Like most belief systems, even systems of non-belief, there tends to be some obnoxious loudmouths that claim to speak for the whole movement. The Dawkins and Hitchens of the world tend to be as much fundamentalists as Pat Robertson because they claim the absolute truth and most of the media’s attention. This should certainly be splashy.

And so I worry that this debate will not bring about respect, but just louder yelling at each other. Professor Clayton says “let’s talk out of our common ground,” yet, I’m not sure that a “Debate” is even the right structure for bringing about a way to find that common ground. In my mind’s eye, I see two men at a podium waving scriptures (be it the Bible, Whitehead, or Darwin) and declaring this to be a fundamental truth, there can be no other! I know that this is probably not the case -- they will be sitting down in chairs, sipping tea, and creatively, wittily calling each other foolish.

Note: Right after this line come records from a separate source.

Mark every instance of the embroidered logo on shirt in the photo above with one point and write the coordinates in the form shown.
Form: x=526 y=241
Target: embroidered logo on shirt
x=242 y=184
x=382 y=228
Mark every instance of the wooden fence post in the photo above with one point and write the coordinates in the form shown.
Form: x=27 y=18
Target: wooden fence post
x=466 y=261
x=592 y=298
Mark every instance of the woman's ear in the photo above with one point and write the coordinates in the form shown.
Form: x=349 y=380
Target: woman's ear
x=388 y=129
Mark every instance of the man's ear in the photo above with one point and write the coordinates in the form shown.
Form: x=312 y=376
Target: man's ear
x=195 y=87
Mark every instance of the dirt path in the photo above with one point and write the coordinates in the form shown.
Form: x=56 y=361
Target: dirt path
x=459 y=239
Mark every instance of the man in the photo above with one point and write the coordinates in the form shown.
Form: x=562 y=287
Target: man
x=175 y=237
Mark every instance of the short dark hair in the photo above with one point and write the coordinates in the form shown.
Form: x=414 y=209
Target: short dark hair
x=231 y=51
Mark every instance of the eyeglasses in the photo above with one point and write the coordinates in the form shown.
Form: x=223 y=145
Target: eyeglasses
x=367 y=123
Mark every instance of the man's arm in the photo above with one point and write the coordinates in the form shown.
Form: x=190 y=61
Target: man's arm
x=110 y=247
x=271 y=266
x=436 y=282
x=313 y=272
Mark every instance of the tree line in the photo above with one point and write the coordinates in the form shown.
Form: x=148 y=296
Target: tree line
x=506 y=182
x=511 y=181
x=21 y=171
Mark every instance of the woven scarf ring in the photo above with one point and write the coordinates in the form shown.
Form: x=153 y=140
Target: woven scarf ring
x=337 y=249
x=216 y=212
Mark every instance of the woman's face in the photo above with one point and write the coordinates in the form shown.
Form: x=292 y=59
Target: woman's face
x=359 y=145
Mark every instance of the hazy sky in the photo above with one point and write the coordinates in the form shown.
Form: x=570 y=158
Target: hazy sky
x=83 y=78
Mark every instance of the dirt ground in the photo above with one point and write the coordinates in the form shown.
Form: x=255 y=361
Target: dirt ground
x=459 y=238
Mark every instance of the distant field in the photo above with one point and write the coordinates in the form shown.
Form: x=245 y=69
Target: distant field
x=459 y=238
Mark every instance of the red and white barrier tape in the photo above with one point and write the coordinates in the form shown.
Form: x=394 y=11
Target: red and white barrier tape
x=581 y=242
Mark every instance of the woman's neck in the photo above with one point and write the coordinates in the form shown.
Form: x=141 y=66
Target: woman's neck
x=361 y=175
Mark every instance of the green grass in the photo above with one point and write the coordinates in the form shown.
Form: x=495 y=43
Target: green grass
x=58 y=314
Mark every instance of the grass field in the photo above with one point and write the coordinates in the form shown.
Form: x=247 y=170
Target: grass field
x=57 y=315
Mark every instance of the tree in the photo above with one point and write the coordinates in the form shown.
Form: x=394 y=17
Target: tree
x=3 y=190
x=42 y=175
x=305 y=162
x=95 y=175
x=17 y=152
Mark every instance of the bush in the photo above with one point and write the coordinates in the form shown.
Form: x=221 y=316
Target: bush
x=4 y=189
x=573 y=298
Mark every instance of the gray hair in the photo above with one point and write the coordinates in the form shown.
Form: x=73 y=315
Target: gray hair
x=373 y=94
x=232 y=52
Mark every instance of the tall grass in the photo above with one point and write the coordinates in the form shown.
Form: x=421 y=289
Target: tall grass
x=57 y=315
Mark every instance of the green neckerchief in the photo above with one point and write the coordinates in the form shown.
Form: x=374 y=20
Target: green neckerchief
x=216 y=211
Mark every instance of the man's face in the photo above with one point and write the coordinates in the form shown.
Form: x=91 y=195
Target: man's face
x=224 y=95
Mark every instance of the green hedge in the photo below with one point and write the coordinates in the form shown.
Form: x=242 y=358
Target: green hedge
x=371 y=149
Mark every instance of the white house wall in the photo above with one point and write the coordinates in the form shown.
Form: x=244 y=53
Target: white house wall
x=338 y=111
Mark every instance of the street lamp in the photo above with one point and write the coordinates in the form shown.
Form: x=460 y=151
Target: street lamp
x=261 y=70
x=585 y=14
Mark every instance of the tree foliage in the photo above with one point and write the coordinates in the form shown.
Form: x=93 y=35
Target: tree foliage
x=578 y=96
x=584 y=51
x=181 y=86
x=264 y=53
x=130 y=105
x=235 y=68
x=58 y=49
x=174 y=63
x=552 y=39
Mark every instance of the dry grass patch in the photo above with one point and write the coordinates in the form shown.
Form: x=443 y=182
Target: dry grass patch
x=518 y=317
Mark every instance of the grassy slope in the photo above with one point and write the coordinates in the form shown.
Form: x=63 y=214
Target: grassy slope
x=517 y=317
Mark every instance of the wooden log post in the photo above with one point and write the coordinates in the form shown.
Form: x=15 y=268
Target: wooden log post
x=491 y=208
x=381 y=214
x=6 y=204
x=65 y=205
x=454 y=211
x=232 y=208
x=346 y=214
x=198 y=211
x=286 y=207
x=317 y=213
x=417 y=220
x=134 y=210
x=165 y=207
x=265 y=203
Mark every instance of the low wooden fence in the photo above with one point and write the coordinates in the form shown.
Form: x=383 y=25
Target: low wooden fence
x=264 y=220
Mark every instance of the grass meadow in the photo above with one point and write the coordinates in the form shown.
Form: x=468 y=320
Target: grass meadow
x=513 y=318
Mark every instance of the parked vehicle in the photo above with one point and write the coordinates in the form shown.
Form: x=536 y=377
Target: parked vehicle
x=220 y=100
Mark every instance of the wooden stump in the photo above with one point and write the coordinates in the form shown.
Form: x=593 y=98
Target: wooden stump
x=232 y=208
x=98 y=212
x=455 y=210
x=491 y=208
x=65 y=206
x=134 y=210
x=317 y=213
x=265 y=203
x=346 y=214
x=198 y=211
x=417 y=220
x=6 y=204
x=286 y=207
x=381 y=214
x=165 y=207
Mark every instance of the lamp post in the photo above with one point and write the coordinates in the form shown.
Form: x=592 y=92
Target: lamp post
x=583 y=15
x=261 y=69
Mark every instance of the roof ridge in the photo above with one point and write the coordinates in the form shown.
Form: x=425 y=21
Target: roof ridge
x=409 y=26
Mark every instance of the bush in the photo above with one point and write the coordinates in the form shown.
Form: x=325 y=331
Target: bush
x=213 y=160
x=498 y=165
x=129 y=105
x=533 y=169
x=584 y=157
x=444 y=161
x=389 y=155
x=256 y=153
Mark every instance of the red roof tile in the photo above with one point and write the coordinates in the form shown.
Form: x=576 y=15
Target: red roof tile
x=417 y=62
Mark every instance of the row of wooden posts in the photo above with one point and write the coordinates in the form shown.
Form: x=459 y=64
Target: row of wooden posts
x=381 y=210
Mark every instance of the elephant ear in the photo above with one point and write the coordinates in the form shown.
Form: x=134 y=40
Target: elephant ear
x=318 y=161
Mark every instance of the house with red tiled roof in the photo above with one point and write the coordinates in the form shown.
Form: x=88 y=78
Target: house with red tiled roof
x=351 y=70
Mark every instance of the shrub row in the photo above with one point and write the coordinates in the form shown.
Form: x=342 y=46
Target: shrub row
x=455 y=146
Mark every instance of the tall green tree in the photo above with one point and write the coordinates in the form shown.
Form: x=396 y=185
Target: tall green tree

Of course I’m going to watch this. Like a moth drawn to flame, humans are drawn to controversy, and I’m no exception. And yet I’m dearly hoping for something absolutely boring. I want Clayton to say: “Yep, I’m totally an atheist if all you define God as is an old white guy with a beard” and Dennet to say: “Yep, I’m totally theistic if God is the idea that humans can hope and love.” So I am watching this with all the expectations of a car going into the wall, but really hoping instead that it turns out to be a boring 500 laps around a track.

All right, my non-theist friends, my theist friends, my pluralist friends, my “we’ll never get along” friends, my somewhere in between friends, what do you think? Is this kind of debate a good idea? Or how would you go about starting a dialogue between atheists and theists in such a way that would uphold the positive aspects of both?

1 comment:

Wildflower said...

Amen, Ruth!

I was pretty uncomfortable with the whole setup of the "debate" as well. If all we can do is continue to live within the conflict model, the conflicts will perpetuate themselves. I really appreciate your sentiments here.

I would say, however, that I do think we can model conversations between different religious (or non-religious groups) in more positive ways. Obviously, I don't think you were suggesting a hands-off model where everyone has their own religious world to function in (and no responsibility to live in dialogue) - but I don't think that positive models of dialogue are emphasized enough period. Obviously, as a Buddhist/Christian, religious dialogue is important to me, and considering a lot of my work is on atheist philosophers, I think constructive engagement can occur on many fronts. I agree with you though - this debate was not a positive achievement along any of those fronts.